Yeast is dissolved in warm water of about13, and stirred evenly; Pour the yeast powder into the flour; Stir evenly with chopsticks; Pour the remaining warm water into the flour; Stir with chopsticks into cotton wool; Knead the dough by hand until it is smooth.

Put the dough into a container, cover it with a lid, or cover the surface with a damp drawer cloth, and ferment it in a warm place to double its size, and the time varies with the ambient temperature; The interior of the dough is a uniform honeycomb; Sprinkle a little fine flour on the chopping board, repeatedly knead the flour until it is smooth, cut the dough, and continue kneading the flour if there are air holes in the cut surface.

Knead until the dough is smooth and free of pores; Forming the dough into a column; Cutting the dough stick into equal amounts of reagents; Rubbing round steamed bread by hand.

Steamed bread is a kind of food steamed bread.
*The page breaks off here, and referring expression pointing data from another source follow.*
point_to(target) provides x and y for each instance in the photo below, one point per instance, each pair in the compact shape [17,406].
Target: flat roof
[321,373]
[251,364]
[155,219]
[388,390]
Steamed bread contains yeast, which can be divided into fresh yeast and dry yeast. It is an edible and nutrient-rich single-celled microorganism, which is called "inexhaustible nutrient source" in nutrition.

Besides protein, carbohydrates and lipids, yeast is also rich in vitamins, minerals and enzymes. Steamed bread is a common staple food in northern families.

Dip some flour on the bottom of the steamed bread blank, put it on the cover curtain, leave a distance between them, cover the surface of the blank with a wet drawer cloth, continue to ferment, make the blank expand again, ferment for about 20-30 minutes, and gently press the surface to feel elastic.

Spread a damp drawer cloth in the steamer, put the raw steamed bread in, leave a distance and cover it. If the lid is not tight, it is best to wrap the edge of the lid with cloth to prevent steam leakage.

After the boiler water is boiled, turn to medium heat and steam for 25 minutes. Turn off the fire and let it stand for 3-5 minutes before opening the lid.